Given just how dominant he has been it would seem he's ready to pitch at any level, including the big leagues. However, where Kaprielian will actually start the 2017 campaign is anybody's guess at this point.
"They haven't told me anything yet but at the end of the day it's the minor leagues or the big leagues," he flatly said. "There's not really a difference to me as to where I start. Wherever I pitch I've got to be able to throw strikes and give my team a chance to win. Whether that's high-A, Double-A, or Triple-A, it is what it is and I'm going to do whatever I can to give my team a chance to win."
Where Kaprieilian starts the season isn't the only mystery, however. Given his limited professional experience to date, everyone knows that he will be on an innings limit this coming season.

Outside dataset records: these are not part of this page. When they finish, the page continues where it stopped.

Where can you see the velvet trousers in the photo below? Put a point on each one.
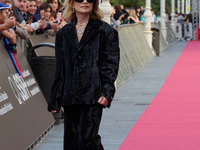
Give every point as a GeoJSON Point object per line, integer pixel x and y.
{"type": "Point", "coordinates": [81, 126]}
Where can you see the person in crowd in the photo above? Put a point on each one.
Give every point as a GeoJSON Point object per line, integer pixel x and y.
{"type": "Point", "coordinates": [9, 34]}
{"type": "Point", "coordinates": [142, 18]}
{"type": "Point", "coordinates": [48, 12]}
{"type": "Point", "coordinates": [180, 18]}
{"type": "Point", "coordinates": [9, 23]}
{"type": "Point", "coordinates": [115, 23]}
{"type": "Point", "coordinates": [37, 13]}
{"type": "Point", "coordinates": [19, 7]}
{"type": "Point", "coordinates": [119, 12]}
{"type": "Point", "coordinates": [132, 17]}
{"type": "Point", "coordinates": [188, 19]}
{"type": "Point", "coordinates": [87, 63]}
{"type": "Point", "coordinates": [20, 31]}
{"type": "Point", "coordinates": [31, 10]}
{"type": "Point", "coordinates": [53, 16]}
{"type": "Point", "coordinates": [62, 22]}
{"type": "Point", "coordinates": [56, 5]}
{"type": "Point", "coordinates": [153, 17]}
{"type": "Point", "coordinates": [26, 6]}
{"type": "Point", "coordinates": [138, 11]}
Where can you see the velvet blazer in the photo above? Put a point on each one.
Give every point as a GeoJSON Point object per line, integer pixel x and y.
{"type": "Point", "coordinates": [87, 69]}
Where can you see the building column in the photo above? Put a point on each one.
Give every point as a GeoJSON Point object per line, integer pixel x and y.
{"type": "Point", "coordinates": [163, 17]}
{"type": "Point", "coordinates": [173, 15]}
{"type": "Point", "coordinates": [187, 6]}
{"type": "Point", "coordinates": [179, 6]}
{"type": "Point", "coordinates": [183, 8]}
{"type": "Point", "coordinates": [147, 25]}
{"type": "Point", "coordinates": [107, 9]}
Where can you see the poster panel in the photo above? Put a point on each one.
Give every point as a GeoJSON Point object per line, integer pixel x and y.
{"type": "Point", "coordinates": [23, 108]}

What nobody knows, however, is what that innings cap will be.
"I haven't heard any pitch limit yet," he revealed. "I'm sure there's going to be a lot of talk throughout the year and open conversations about how I'm feeling and whatnot. They'll be able to look at numbers and see if anything has changed from the beginning of the season or where we're at, but there hasn't been anything said yet. Obviously I'm curious [too] but it is what it is."

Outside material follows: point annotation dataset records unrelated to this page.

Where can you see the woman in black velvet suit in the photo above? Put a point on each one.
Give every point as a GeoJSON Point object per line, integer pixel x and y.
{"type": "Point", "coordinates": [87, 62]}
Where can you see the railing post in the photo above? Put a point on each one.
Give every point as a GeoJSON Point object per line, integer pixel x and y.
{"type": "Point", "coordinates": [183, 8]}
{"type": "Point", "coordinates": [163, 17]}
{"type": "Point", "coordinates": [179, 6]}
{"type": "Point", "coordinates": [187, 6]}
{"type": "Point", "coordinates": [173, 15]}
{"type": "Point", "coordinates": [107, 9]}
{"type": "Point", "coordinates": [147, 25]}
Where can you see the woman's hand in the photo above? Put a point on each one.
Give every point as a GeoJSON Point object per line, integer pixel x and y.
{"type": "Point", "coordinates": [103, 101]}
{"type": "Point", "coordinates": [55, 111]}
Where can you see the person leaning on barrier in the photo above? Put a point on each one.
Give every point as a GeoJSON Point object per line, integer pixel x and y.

'It is what it is' is a very Kaprielian-like motto. All business on the mound, he simply works on the things he can control and doesn't concern himself with anything else, and it's a major reason why he's been as successful [albeit in limited action] as he has been. In fact, he doesn't burden himself with outlandish goals either.

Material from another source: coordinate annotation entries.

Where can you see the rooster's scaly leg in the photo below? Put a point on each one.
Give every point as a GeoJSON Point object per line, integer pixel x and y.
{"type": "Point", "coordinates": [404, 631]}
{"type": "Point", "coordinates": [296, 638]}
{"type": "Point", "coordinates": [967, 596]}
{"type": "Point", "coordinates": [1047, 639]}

"I want to stay healthy," he listed as his top goal. "I think that's important. Along with staying healthy I want to give my team a chance to win every single time I take the ball. There's going to be days where you feel great, get the ball in your hands, and things go your way. Then there's going to be days where you feel awful and on those days especially you've got to be able to give your team a chance to win. If I'm able to do that consistently I think the end goal that doesn't even need to be said will accomplish itself.
"That's my biggest thing, just taking care of the little things, controlling what I can control, and everything else will take care of itself. Do I want to make the big leagues? Of course that's a goal but something like that gets taken care of when I take care of the smaller things."
It's obvious he is taking care of the little things these days and beyond all of the speculation of where he will start the 2017 season, with just how many innings will he throw, or even if he can reach the big leagues at some point this season, he is simply a pitcher who is still seeking to experience his first full healthy professional season.
"I'm extremely excited. This should be a good year. The guys around me are working hard and we're all getting each other better. Camp's been good. We've got like ten days left so we're going to continue to push hard and we'll see what happens."
There's really no overselling just how good Kaprielian has looked in camp. In fact, though it is barely approaching the end of March he already appears to be in mid-season form.
"Well it's tough to say, I've never been in mid-season form as a professional athlete before," he said with smirk. "I don't think it's fair for me to answer that since I don't know what my mid-season form is yet. I think that'll be fun to see. Things are going well and I want to continue to stay on that route. Who know what could happen, things could go in the right direction."